Short-term effects of neuromuscular blockade on global and regional lung mechanics, oxygenation and ventilation in pediatric acute hypoxemic respiratory failure.

BACKGROUND: Neuromuscular blockade (NMB) has been shown to improve outcome in acute respiratory distress syndrome (ARDS) in adults, challenging maintaining spontaneous breathing when there is severe lung injury. We tested in a prospective physiological study the hypothesis that continuous administration of NMB agents in mechanically ventilated children with severe acute hypoxemic respiratory failure (AHRF) improves the oxygenation index without a redistribution of tidal volume V T toward non-dependent lung zones. METHODS: Oxygenation index, PaO2/FiO2 ratio, lung mechanics (plateau pressure, mean airway pressure, respiratory system compliance and resistance), hemodynamics (heart rate, central venous and arterial blood pressures), oxygenation [oxygenation index (OI), PaO2/FiO2 and SpO2/FiO2], ventilation (physiological dead space-to-V T ratio) and electrical impedance tomography measured changes in end-expiratory lung volume (EELV), and V T distribution was measured before and 15 min after the start of continuous infusion of rocuronium 1 mg/kg.

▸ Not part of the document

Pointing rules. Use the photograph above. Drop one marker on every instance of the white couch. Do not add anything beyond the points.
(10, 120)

Patients were ventilated in a time-cycled, pressure-limited mode with pre-set V T. All ventilator settings were not changed during the study. RESULTS: Twenty-two patients were studied (N = 18 met the criteria for pediatric ARDS). Median age (25-75 interquartile range) was 15 (7.8-77.5) weeks. Pulmonary pathology was present in 77.3%. The median lung injury score was 9 (8-10). The overall median CoV and regional lung filling characteristics were not affected by NMB, indicating no ventilation shift toward the non-dependent lung zones. Regional analysis showed a homogeneous time course of lung inflation during inspiration, indicating no tendency to atelectasis after the introduction of NMB. NMB decreased the mean airway pressure (p = 0.039) and OI (p = 0.039) in all patients. There were no significant changes in lung mechanics, hemodynamics and EELV. Subgroup analysis showed that OI decreased (p = 0.01) and PaO2/FiO2 increased (p = 0.02) in patients with moderate or severe PARDS. CONCLUSIONS: NMB resulted in an improved oxygenation index in pediatric patients with AHRF. Distribution of V T and regional lung filling characteristics were not affected.